Всю правду, так сказать, писать; про жизнь прекрасную на блюде, лЮдям
красоты раскрывать"... А я все вижу не на блюде. Не так, как нужно
понимать. "Ты веришь, что поэты-люди? А не верю. Ну-ка сядь". Пришла
пора свободно мыслить, забыть о всяческих благах; душой очистить свои
выси, витая слогом в облаках. Сейчас все увлеклись романом; любовной
лирикой цветов, а сами же самообманом; считают баксы за любовь. Я тоже
бы писал про это, но вижу в этом деле фальшь; играть на лирики куплета,
чтобы пополнить саквояж деньгами грешного разврата, которые во власти
душ гражданской лирики заката, любовной лирикой кликуш. Бесспорно, в
мире все херово. И Пушкин, брат, еще успел покувыркаться на оковах и
заточить свой острый перл. Сейчас ждало б его забвенье, ибо не модно
так писать. Донцова, Господи, с похмелья, за сто динаров может снять...

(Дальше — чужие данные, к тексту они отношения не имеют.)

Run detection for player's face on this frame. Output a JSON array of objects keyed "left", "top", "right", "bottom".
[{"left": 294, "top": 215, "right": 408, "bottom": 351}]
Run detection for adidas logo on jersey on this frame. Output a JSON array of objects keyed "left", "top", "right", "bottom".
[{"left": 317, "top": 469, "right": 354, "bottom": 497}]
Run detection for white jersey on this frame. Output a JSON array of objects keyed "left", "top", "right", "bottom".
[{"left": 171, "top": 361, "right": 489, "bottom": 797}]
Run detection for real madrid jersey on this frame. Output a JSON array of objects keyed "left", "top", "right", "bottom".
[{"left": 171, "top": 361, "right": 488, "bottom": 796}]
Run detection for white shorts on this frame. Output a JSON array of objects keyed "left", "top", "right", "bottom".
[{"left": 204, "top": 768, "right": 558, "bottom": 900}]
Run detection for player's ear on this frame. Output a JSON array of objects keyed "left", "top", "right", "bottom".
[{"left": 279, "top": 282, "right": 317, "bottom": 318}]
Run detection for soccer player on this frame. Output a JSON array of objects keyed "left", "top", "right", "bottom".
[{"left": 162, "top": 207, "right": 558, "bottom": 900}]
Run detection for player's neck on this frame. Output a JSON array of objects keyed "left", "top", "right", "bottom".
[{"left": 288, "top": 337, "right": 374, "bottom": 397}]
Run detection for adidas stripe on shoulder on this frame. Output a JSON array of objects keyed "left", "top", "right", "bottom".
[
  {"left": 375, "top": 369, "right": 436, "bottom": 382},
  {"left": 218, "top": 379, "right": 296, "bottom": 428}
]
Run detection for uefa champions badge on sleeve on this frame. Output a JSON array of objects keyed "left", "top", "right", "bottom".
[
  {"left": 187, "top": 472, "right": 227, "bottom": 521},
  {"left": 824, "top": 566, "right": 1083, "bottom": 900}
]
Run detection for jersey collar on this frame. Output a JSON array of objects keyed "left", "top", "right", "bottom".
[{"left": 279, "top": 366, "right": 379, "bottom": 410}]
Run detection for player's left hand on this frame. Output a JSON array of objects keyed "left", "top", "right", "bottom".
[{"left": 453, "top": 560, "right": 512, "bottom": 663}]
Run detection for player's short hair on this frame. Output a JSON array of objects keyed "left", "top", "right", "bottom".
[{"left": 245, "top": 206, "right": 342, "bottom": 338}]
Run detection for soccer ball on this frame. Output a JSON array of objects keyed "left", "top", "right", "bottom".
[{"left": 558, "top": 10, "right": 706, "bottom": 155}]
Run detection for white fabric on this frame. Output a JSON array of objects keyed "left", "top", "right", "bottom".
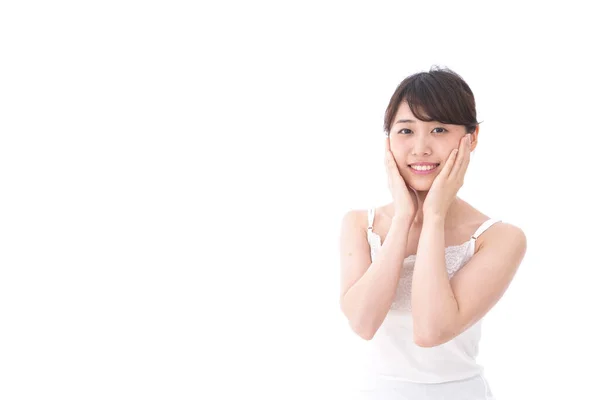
[{"left": 346, "top": 209, "right": 499, "bottom": 399}]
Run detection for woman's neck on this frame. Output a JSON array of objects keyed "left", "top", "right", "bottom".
[{"left": 412, "top": 191, "right": 464, "bottom": 227}]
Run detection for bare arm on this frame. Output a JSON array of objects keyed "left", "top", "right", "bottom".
[
  {"left": 412, "top": 217, "right": 527, "bottom": 347},
  {"left": 340, "top": 211, "right": 410, "bottom": 340}
]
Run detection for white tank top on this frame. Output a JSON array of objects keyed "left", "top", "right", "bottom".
[{"left": 352, "top": 209, "right": 500, "bottom": 388}]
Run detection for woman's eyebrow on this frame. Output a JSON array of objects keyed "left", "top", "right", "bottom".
[{"left": 396, "top": 119, "right": 415, "bottom": 124}]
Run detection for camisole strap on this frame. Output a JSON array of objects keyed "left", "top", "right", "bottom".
[
  {"left": 368, "top": 207, "right": 375, "bottom": 232},
  {"left": 471, "top": 218, "right": 501, "bottom": 240}
]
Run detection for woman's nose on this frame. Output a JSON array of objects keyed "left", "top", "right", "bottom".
[{"left": 412, "top": 135, "right": 431, "bottom": 156}]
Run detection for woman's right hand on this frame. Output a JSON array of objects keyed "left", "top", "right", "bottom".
[{"left": 385, "top": 136, "right": 419, "bottom": 223}]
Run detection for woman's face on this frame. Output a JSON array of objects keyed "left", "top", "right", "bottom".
[{"left": 390, "top": 101, "right": 479, "bottom": 191}]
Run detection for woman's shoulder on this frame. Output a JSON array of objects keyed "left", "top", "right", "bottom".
[
  {"left": 342, "top": 203, "right": 393, "bottom": 232},
  {"left": 466, "top": 205, "right": 526, "bottom": 247}
]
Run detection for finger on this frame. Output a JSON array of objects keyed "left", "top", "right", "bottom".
[
  {"left": 438, "top": 149, "right": 458, "bottom": 177},
  {"left": 449, "top": 134, "right": 469, "bottom": 179},
  {"left": 450, "top": 134, "right": 471, "bottom": 179}
]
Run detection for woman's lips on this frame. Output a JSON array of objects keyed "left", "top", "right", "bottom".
[{"left": 408, "top": 164, "right": 440, "bottom": 175}]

"И ты готов? А я – не стану. Почто мне рубль золотой, иль доллар
грязный и поганый. Чтоб стать гламурною звездой?" Я видывал таких
поэтов, которых власть на пьедестал толкала, опустив при этом, пиита,
чтоб он написал; "О, власть прекрасная принцесса! Как хорошо на свете
жить. Завидуйте мне, вы, повесы, как нужно с властию дружить"... Я
видел слезы Украины. И как сытой халеный дед, своей поэзией лащеной,
поднял в России свой портрет; прописывая слогом четким про фальшь в
душе своей скупой, играяся, при этом в четки, блатной продажною душой.
Лишь им возможно силой истин ваять огромным тиражом. Всем вдалбливая
свои мысли, что власть им воздарила в том. Да, деньги правят этим миром
и помогают дым глотать, водяру всасывать игриво и девок за подол
таскать. А если б денег было много, среди моей судьбины дней, издал бы
всех писак убогих, а остальное – на блядей потратил, ибо грешны боги,
которые в моей судьбе, невольника создали строки, ведущие меня к
блядве. Вопрос опять печенку давит и не дает спокойно спать: "Ты
веришь, что поэт мечтает? А не верю теперь, блядь". Нас ненавидят и
сажают. Мы не по правилам поем. И сверху только и желают, что мы,
когда-нибудь помрем. На нас там смотрят с укоризной: "Почто, мол, не
живется вам? Пишите, мля, о лучшей жизни. Стремитесь, и воздастся вам.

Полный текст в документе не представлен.